Jackson’s garage wasn’t too shabby, either. A 1996 Seagrave Pumper Fire Truck ($360,000), a cute as heck Dodge Viper Mini-Car ($66,000), and the stately 1999 Rolls-Royce Silver Seraph ($220,000). And while we can’t recall any photos of Jackson actually driving these cars himself (he was usually pictured being chauffeured), the collection must make for a fun stop on the Neverland tour.

MJ had a thing for art, and he wasn’t shy about it! From paintings of himself as his favorite fairy-tale characters, his passion for the arts ran deep.

The heart of this pop king, however, also knew how to share his wealth with his kingdom. Back in ’84, he donated $1.5 million he scored from Pepsi to the Michael Jackson Burn Center for Children. In 1986 he set up the Michael Jackson United Negro College Fund Endowed Scholarship Fund. Plus, in ’92, he launched the Heal The World Foundation, which played a part in several causes, from drug and alcohol education to dumping heaps of supplies into war-torn Sarajevo.

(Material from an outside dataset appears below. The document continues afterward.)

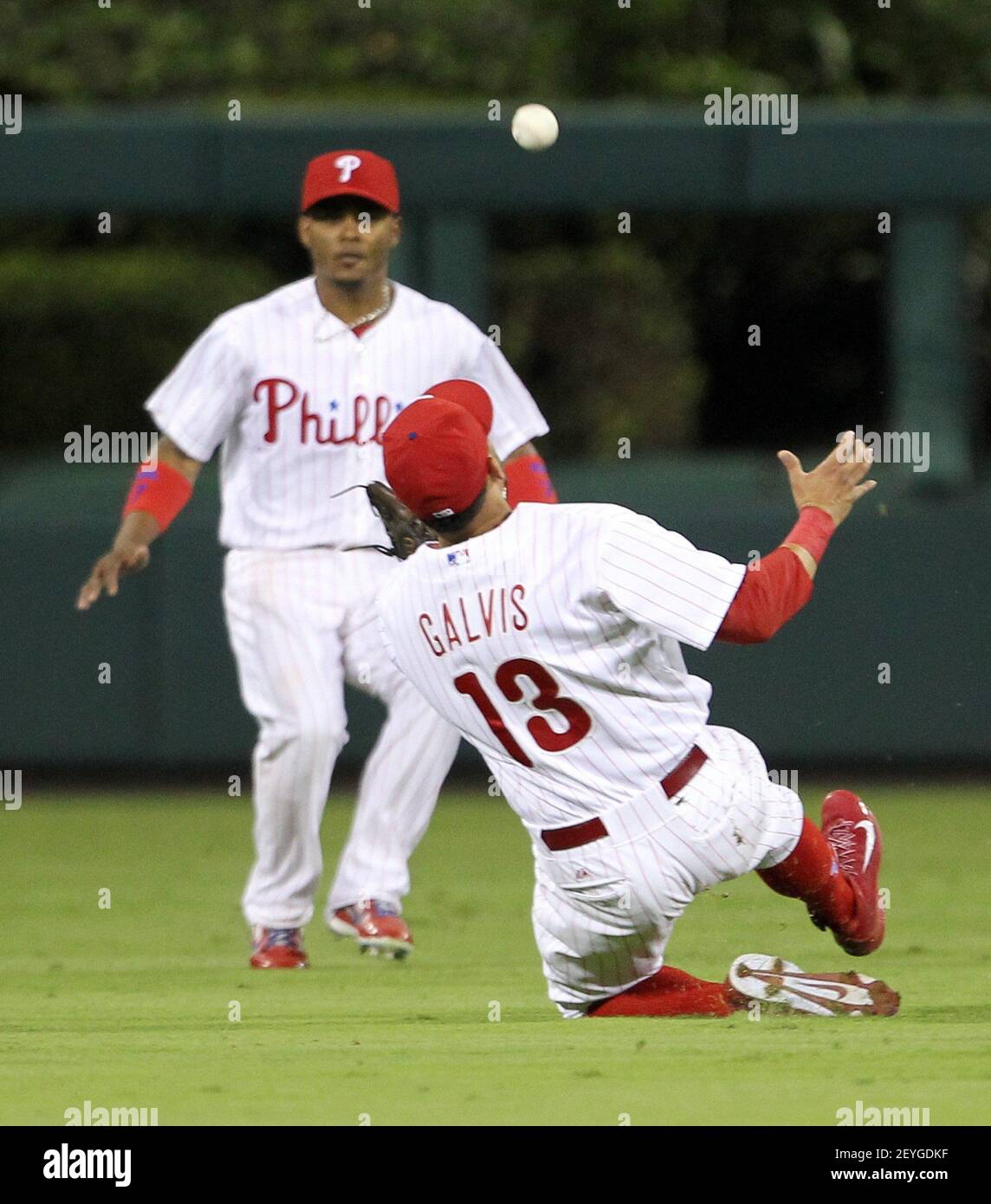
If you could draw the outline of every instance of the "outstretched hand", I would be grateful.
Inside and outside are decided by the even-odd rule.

Behind The Scenes: A Glimpse Into Michael Jackson’s Personal Life

Michael was one of 10 kids in the Jackson clan, which was enmeshed in the music business. Each one of his brothers and sisters—Rebbie, Jackie, Tito, Jermaine, La Toya, Marlon, Randy, and of course, Janet—made waves of their own in the industry, whether as part of the Jackson 5 or on their own.

In his lifetime, MJ got married twice. First wife was Lisa Marie Presley (herself a part of music royalty as the daughter of Elvis) from ’94 to ’96, and then Debbie Rowe from ’96 to ’99. He also became a dad to three kids: Prince, Paris, and Bigi.

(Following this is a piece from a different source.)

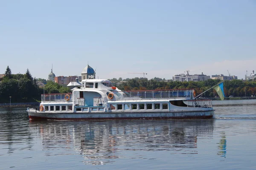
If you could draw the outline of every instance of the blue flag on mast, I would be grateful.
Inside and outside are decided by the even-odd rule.
[[[221,82],[221,83],[215,86],[214,89],[220,96],[220,98],[221,98],[221,100],[223,100],[225,97],[224,90],[223,90],[223,82]]]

Beyond family, MJ had a rather star-studded social circle. His friendship with the amazing Diana Ross was something special, and they even shared screen space in The Wiz, a Wizard of Oz film adaptation released in 1977 and directed by Sidney Lumet.

He was also friends with Macaulay Culkin, whom you can see in the video for “Black or White”. It’s no surprise the two were friends, given they are both more than familiar with working in showbiz from a very early age.

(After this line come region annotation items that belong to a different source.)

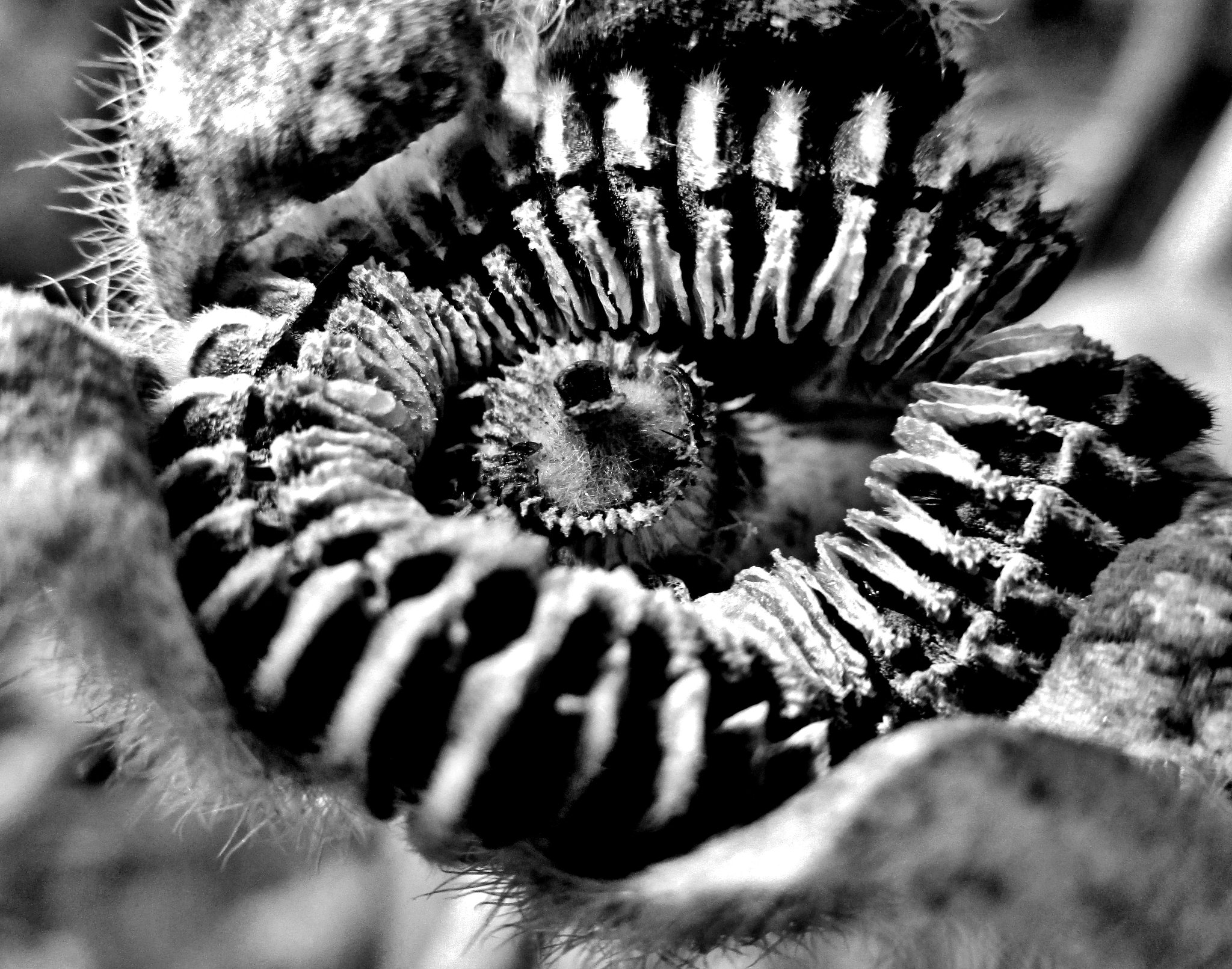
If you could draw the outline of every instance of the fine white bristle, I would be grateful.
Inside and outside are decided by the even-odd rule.
[[[607,79],[612,103],[604,113],[604,149],[609,165],[649,169],[650,96],[646,78],[622,70]]]
[[[800,170],[800,133],[804,121],[804,95],[780,87],[770,95],[753,143],[753,175],[760,181],[795,191]]]
[[[573,85],[565,79],[553,78],[545,82],[541,103],[540,154],[548,170],[561,180],[594,158],[594,144],[578,121],[580,111]]]
[[[856,105],[856,115],[845,122],[834,139],[834,181],[839,185],[875,186],[890,147],[890,95],[875,91]]]
[[[685,91],[678,135],[680,180],[701,192],[717,188],[727,175],[727,165],[718,154],[718,124],[726,97],[718,74],[705,75]]]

Headlines and Heartaches: Major Events in Michael Jackson’s Life

Jackson’s life was controversial right up until the day he died in June 2009. He was just 50 years old when he passed away from an overdose of propofol. The doctor who was administering the cocktail of sedatives, it was revealed in court, was not licensed to perform much of what he was doing for/to Michael, who was using prescription drugs to help his insomnia. Consequently, Dr. Conrad Murray was sentenced to a maximum four years in jail for involuntary manslaughter.

Michael himself came under close scrutiny in ’93 when he was in the hot seat about a child molestation case involving 13-year-old James Safechuck. There was lots of investigating but no concrete proof was found at his Neverland ranch or his LA condo. Still, his reputation walked the high-wire for a while longer.

In 2003, MJ was back in the spotlight, but not for his music. He was accused of child molestation again, this time by a boy named Gavin Arvizo from a Martin Bashir documentary. The scandal resulted in a full-blown trial, but in 2005, MJ was cleared of all charges.

And then there was that jaw-dropper when MJ, despite living large (or rather, because of it), went bankrupt after trying to borrow $380 million from the Bank of America to keep up his high-rolling lifestyle. Whichever debts Michael still had following his death were settled when his estate sold off his shares of the ATV/Sony catalog.